Outside of VMware cloud, VPC Peering has traditionally been used to provide one to one private network connectivity between VPCs, including VPCs in different accounts. VPC Peering cannot be configured in the SDDC as we do not have access to the underlying AWS account. If it is unlikely that the VMware Cloud customer will be a heavy user of native AWS services, then using a TGW may be overkill, and the SDDC connected VPC may suffice.
For small environments, a VPN connection between additional VPCs can be configured on a one-to-one basis from the VMware Cloud Services Portal. However, as the number of VPCs and accounts begins to scale the VPN approach becomes harder to manage. VPC endpoints can also be used for targeted access to service-by-service resources in other accounts, you can see examples of this at AWS Native Services Integration With VMware Cloud on AWS.

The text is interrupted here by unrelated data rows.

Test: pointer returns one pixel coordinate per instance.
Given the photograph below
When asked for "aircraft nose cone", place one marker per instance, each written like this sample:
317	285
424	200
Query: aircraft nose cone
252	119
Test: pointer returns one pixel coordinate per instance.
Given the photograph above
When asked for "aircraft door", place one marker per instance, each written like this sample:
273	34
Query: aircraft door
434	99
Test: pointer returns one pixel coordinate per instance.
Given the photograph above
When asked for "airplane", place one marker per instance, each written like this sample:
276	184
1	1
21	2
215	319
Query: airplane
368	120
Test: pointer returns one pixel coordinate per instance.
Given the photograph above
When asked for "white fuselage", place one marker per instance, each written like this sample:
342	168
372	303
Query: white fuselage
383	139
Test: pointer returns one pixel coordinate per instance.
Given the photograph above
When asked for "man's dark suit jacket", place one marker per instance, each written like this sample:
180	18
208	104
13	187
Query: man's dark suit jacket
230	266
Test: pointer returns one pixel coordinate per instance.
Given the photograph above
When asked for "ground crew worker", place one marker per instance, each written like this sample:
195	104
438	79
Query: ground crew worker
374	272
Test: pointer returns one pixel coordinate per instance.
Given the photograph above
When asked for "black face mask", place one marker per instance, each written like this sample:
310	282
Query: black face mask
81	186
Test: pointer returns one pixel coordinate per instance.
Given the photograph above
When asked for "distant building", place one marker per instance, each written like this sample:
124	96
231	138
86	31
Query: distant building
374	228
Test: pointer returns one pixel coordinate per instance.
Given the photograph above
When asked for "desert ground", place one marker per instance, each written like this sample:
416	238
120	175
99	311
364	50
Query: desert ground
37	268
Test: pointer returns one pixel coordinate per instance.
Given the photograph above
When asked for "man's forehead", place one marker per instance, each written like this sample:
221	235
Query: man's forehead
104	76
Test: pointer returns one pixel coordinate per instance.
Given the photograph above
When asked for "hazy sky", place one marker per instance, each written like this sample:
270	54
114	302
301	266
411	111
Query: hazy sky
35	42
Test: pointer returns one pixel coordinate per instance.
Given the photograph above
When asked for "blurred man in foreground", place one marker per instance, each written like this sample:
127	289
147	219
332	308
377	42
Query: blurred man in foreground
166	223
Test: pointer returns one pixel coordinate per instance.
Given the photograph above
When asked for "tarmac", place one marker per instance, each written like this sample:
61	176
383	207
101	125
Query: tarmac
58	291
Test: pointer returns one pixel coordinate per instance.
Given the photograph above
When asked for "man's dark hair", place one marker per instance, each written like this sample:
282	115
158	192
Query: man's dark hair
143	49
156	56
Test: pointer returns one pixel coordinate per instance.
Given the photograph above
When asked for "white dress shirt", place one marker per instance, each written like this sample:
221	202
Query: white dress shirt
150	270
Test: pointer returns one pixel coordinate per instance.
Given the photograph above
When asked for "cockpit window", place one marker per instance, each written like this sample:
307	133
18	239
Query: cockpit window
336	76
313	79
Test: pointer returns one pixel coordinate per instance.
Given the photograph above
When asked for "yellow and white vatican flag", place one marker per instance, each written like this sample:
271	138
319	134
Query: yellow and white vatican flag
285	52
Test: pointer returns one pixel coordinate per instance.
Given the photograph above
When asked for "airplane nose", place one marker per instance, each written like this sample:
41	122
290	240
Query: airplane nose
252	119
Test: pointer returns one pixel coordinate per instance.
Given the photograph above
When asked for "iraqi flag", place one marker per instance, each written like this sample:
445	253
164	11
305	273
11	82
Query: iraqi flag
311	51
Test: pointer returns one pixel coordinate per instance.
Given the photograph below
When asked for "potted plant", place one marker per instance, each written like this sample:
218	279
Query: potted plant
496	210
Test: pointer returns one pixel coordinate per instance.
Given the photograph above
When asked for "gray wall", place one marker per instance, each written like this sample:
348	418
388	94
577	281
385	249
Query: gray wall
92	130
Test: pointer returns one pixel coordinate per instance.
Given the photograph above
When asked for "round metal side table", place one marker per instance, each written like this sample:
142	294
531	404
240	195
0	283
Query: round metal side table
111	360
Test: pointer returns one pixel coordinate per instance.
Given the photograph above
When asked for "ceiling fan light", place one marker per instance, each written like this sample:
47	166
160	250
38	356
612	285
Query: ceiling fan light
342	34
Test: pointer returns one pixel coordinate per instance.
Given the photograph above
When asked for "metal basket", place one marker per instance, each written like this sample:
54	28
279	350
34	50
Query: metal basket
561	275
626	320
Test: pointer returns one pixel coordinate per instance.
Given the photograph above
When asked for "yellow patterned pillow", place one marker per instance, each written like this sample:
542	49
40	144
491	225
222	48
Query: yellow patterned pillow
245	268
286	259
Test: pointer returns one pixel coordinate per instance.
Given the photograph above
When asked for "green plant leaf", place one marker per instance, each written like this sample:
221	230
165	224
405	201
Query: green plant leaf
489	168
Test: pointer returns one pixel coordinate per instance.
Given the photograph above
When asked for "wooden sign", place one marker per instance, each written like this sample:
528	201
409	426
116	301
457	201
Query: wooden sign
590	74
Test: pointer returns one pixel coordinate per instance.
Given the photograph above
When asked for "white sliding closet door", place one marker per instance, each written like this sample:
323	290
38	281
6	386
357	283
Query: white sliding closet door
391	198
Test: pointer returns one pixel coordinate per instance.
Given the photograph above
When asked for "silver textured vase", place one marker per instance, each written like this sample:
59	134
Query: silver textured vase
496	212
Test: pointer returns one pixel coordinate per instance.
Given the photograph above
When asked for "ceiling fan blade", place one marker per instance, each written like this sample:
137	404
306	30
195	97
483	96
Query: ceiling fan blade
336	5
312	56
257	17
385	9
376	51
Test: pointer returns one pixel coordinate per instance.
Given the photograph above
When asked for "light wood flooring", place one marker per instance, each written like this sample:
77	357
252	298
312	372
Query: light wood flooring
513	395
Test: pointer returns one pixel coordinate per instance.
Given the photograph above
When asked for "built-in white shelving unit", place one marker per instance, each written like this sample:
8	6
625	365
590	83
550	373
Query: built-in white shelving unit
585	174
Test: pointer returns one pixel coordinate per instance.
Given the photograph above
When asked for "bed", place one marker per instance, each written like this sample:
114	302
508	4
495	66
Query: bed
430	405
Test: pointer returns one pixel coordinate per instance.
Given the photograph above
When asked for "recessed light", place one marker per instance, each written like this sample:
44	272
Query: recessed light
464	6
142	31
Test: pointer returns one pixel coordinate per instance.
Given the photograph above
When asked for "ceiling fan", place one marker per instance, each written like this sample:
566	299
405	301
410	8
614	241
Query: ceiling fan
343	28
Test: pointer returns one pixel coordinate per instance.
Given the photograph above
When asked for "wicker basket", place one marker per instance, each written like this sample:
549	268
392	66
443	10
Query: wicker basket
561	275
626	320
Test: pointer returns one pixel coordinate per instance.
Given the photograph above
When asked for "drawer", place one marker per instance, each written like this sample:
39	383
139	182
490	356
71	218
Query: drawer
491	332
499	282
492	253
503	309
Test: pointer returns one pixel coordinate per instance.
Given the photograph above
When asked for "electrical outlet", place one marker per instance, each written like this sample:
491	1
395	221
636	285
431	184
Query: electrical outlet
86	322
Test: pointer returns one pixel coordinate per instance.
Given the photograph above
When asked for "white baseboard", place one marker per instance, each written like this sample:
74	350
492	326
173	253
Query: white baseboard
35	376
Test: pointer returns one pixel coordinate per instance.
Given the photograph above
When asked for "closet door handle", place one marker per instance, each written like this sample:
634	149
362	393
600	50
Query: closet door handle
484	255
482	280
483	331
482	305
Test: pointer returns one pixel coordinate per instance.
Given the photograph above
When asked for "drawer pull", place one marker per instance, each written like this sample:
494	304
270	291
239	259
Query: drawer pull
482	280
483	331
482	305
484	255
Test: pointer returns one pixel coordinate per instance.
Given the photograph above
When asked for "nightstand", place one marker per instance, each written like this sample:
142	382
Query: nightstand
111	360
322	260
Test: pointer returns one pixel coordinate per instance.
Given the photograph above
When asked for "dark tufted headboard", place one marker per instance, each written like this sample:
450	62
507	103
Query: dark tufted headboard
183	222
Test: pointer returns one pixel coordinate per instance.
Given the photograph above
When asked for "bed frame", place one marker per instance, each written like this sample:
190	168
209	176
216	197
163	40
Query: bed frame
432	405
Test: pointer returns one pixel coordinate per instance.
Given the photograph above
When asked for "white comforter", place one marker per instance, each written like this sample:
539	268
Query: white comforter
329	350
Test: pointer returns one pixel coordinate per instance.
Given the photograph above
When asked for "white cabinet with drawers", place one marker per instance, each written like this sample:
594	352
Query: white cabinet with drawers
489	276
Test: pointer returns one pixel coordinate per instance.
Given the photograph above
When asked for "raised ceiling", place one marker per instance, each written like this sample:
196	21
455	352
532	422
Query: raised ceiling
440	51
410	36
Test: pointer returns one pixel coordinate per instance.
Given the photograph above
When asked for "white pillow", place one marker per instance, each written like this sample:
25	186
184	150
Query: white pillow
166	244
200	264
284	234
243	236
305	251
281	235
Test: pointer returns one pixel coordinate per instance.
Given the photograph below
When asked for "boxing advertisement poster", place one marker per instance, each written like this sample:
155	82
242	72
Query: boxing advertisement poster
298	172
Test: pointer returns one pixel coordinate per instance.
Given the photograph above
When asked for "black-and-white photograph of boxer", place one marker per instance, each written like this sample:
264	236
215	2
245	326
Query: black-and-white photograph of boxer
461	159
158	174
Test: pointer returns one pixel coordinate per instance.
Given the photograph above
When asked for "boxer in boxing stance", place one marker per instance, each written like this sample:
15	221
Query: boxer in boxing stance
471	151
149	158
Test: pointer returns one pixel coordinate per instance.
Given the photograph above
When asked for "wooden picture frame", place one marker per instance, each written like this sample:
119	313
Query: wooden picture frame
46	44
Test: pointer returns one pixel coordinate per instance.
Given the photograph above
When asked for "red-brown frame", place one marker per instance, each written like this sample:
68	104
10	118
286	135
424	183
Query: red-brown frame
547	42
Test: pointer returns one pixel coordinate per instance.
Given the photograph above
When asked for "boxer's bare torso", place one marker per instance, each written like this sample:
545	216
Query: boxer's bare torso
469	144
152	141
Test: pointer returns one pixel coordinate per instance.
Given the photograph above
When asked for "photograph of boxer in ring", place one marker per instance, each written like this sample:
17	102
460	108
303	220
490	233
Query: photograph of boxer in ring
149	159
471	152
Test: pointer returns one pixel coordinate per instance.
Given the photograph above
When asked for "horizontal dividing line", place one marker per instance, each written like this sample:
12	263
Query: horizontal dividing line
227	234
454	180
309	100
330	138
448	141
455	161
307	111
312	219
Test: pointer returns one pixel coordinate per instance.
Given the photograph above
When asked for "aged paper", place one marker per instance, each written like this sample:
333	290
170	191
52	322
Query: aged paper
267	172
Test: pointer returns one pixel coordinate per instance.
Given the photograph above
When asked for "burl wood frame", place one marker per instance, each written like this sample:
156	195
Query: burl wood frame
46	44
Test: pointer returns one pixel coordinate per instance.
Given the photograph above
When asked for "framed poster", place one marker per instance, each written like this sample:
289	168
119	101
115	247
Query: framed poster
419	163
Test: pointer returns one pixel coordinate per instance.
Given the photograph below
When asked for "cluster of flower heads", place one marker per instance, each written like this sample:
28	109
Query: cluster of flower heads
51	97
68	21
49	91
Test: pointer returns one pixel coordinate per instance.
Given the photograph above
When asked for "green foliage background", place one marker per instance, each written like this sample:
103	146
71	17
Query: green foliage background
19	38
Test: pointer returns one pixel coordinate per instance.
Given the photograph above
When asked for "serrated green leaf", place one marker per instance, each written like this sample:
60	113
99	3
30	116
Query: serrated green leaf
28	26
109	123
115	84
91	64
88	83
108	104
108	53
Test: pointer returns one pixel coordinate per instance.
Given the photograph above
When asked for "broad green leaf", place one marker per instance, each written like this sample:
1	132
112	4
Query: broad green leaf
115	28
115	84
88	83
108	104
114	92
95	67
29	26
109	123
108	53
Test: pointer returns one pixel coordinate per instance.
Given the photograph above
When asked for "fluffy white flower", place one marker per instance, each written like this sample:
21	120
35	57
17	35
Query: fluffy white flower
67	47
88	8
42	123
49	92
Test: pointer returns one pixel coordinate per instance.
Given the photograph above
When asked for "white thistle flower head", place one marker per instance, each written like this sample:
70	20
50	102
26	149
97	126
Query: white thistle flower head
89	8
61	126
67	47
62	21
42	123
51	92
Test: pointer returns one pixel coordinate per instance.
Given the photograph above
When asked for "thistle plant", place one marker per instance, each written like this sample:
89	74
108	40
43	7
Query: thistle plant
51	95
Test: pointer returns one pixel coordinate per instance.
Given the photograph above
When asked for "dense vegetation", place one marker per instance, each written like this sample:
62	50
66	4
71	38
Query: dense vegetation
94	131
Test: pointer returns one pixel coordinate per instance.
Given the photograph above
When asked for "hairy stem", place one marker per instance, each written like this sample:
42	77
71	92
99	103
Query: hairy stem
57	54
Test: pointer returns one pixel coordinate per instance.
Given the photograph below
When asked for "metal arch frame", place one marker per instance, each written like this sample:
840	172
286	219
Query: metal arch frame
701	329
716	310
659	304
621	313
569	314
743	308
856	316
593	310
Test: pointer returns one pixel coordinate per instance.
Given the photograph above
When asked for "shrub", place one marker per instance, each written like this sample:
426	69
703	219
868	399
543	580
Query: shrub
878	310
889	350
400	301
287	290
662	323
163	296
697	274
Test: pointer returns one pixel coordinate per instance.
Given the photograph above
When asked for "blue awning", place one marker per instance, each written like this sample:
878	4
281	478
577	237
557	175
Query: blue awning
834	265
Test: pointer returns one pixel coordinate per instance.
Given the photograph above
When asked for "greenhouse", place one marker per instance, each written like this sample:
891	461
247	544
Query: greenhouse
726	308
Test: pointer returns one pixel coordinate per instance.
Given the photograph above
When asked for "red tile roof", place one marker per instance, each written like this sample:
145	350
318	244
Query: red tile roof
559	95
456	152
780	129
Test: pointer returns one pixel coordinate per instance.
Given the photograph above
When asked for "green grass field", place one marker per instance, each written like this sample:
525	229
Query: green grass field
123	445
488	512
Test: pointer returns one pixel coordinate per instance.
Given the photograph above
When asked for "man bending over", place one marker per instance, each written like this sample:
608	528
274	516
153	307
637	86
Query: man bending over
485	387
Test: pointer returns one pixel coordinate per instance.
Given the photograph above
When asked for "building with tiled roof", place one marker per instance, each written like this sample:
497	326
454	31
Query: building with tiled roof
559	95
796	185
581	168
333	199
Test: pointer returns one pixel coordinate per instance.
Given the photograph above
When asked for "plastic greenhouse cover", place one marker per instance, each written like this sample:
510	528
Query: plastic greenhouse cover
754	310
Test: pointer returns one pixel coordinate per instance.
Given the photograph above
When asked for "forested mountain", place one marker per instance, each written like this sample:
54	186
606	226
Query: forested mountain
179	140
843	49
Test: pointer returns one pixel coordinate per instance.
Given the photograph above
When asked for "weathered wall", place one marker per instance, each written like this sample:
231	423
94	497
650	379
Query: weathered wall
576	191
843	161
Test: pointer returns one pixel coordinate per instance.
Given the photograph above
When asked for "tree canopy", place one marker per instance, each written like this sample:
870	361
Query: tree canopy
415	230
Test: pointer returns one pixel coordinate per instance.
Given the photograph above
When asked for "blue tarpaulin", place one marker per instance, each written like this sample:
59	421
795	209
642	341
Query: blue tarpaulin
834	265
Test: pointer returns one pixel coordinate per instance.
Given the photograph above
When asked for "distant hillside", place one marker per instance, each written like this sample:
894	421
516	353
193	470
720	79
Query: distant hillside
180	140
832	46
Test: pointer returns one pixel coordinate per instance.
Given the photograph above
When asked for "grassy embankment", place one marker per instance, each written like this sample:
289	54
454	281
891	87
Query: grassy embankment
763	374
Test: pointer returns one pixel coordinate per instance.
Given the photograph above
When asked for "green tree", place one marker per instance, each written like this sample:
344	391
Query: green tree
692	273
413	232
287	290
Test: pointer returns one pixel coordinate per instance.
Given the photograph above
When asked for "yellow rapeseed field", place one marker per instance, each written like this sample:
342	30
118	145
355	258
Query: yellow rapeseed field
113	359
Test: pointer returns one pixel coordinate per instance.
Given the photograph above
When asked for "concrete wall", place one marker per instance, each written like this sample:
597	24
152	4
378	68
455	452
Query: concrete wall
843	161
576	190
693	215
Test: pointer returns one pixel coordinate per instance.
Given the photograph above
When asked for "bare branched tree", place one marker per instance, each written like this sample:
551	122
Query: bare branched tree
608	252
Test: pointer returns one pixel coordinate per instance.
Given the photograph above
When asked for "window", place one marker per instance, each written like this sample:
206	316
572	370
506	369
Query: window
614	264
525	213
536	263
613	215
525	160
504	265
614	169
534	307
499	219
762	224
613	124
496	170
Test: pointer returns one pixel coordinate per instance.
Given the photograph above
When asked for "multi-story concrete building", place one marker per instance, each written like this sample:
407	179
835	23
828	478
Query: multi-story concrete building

In any case, when connecting VPCs and networks together, it is essential to remember that you should not have overlapping IP address ranges. This is relatively easy to plan for greenfield AWS environments but may need further consideration when connecting your existing on-premises networks.
Now, when we pull the shared network and account management together, we start to have the basis for the DataOps team to deploy their own AWS services with cross-environment access, governed by organizational policy and control. This post was intended as a high-level view on account and network management for VMware Cloud on AWS design integration with native AWS. Allowing connectivity into your SDDC requires correct firewall configuration, you can view examples at Connecting VMware Cloud on AWS to Amazon EC2.